Vingerige dingetjes, dat zijn
die gele mannetjes
Ik wil ze altijd doden,
als ik ze ontmoet
vingerige dingetjes
doen zelden iemand goed.
Vingerige dingetjes, dat zijn
die gele mannetjes
Ik wil ze altijd doden,
als ik ze ontmoet
vingerige dingetjes
doen zelden iemand goed.
Een mens moet ongestoord
van dingen kunnen houwen
uit de as een wereld bouwen
uit de steen paleizen houwen
van de hop een biertje brouwen
Hophop, dat moet kunnen
Meestal wordt zo’n droom vermoord
in de kiem nog doodgesmoord
kinderwens, wreed, niet verhoord
Dat is hoogst gestoord.
Ik merk, verstoord, op
dat het anders moet
dat, voordat we lopen rouwen
om gelazer, in de touwen
we op slaan eens niet vertrouwen
moesten, maar op de getrouwen
want een mens moet ongestoord
van dingen kunnen houden
Doosduvel, overklop
geef er geen kusje op
pomp toch dat ding
toeterhard door de touwen
steek uit je mouwen
wat nu elfvouds klunst
armen van brille zien
winst als een gunst
gunst, dat kwam
nooit in me op.
Bij de wedstrijd Real Madrid-Ajax (3-0).
Als ik niets zeg denk jij vanzelf
maar vaker denk ik laat ik maar niks zeggen
soms omdat ik niet wil kwetsen
nooit omda’k niet uit wil leggen
wel vaak omdat ’t niet past
ik ben gast
in jouw leven, werk op tast
moet klimmen, zoeken, soms dreggen
in elk geval wil ik niet zwetsen
dus doolhoflopen, langs eenzame heggen
hopen, dat ik mijzelf niet bedelf
– en al die tijd mis ik je zo.
Omdat een mens, dus, van alles beleeft.
Ik weet niet wat zo goed is
aan een wereld die
op vrijdag net als maandag
ruziet, in en om het nieuws
het nieuws is slecht, een beetje
goed en ook heel onbelangrijk
en jeetje, heel de helft heeft vrij
maar daar hoor ik niet bij
ik wens u prettig kerstfeest
want pasen hebt u al
ik denk dat ik een vers beest
op de hete kolen knal
het is er echt het weer voor
al waait het wel wat hard
een wind van onverdraagzaamheid
voor vrijheid en de bard
de onzin krijgt de aandacht
totdat-ie doodgebloed is.
Laat ik mij eens
een mening uiten:
ik ben ertegen
alles te stuiten,
af te sluiten
voor wat niet bevalt
of lijkt te zullen
(stuitend gatenvullen
onvermogen, dat teveel
verknalt).
Terras van Café De Roemer, Haarlem.
In jouw hok mag ik straks
opnieuw
mezelf gaan maken
bij jouw baken beitel ik
mijn eigen ziel tot wat beviel:
de liedjes die wij maakten
tot door hebzucht, achterbaks
jelui in onbruik raakte
Ik zal vloeken maar, voor nu
‘m even stevig raken.
Terras van Café De Roemer, Haarlem.
Bij de, ophanden zijnde, sluiting van oefenruimtecomplex ‘Daisy Bell’ ter stede.
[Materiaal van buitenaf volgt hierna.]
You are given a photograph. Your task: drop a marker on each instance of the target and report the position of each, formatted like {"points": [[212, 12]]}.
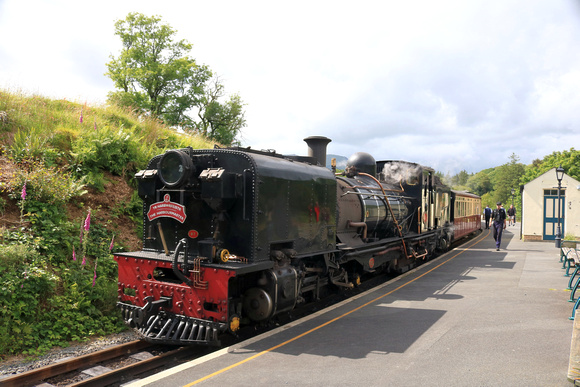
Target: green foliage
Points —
{"points": [[154, 76], [47, 184], [108, 149], [46, 298], [569, 160]]}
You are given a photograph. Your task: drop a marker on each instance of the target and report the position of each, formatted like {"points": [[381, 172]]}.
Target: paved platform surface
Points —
{"points": [[472, 317]]}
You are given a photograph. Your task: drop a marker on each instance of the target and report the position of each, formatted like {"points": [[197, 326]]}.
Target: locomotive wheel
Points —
{"points": [[356, 281], [443, 244], [258, 304]]}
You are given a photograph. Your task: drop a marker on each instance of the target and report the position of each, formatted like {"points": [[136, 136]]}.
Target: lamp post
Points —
{"points": [[513, 192], [559, 176]]}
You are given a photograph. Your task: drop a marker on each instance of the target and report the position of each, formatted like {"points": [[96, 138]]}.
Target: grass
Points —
{"points": [[65, 153]]}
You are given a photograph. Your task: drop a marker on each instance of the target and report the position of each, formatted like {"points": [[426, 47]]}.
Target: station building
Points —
{"points": [[540, 208]]}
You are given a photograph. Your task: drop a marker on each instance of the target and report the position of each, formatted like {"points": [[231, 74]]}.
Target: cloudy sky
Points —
{"points": [[451, 84]]}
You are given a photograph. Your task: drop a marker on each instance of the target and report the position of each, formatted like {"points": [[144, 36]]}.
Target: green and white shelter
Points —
{"points": [[540, 207]]}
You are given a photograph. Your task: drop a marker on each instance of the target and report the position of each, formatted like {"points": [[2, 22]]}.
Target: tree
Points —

Wat binnenkomt, de zinnen gromt
blokkadeloos de borstkas in
zal, als er fris
met tegenzin
weer later, onder water
overpeinsd wordt
zien wat schort erin
erin!
Café ‘In den Koffer’.
Ik vind vrijdag echt geen dag
om blij, over te zijn
ik werk in het weekend maar al
was dat anders, fijn
werd het niet, geen lach
geen grein van openend
verschiet:
weekend zit het werk dwars
en zo is het, anders ziet
u het, fout, nog anders:
de oude week is vol, moet weg
doe toch eens iets schranders
maak de mens vrij, rust als nodig
werk als kan, rest overbodig.
Nieuw werken is zooo vorig decennium. Nieuw Leven, dat is wat moet!
Steeds hetzelfde ritme
zorgt voor meer verdieping in
ritme, ritme, ritme
wat heeft het anders voor zin?
Steeds hetzelfde ritme
maar telkens heel nieuw beeld
ritme, ritme, ritme
ik raak nooit verveeld
Steeds hetzelfde ritme
Telkens ander visioen
Dat is hoe ik het moet doen:
met steeds hetzelfde ritme.
Antwoord op opmerking van Bert-Jan Zuiderduin (15? jaar na dato).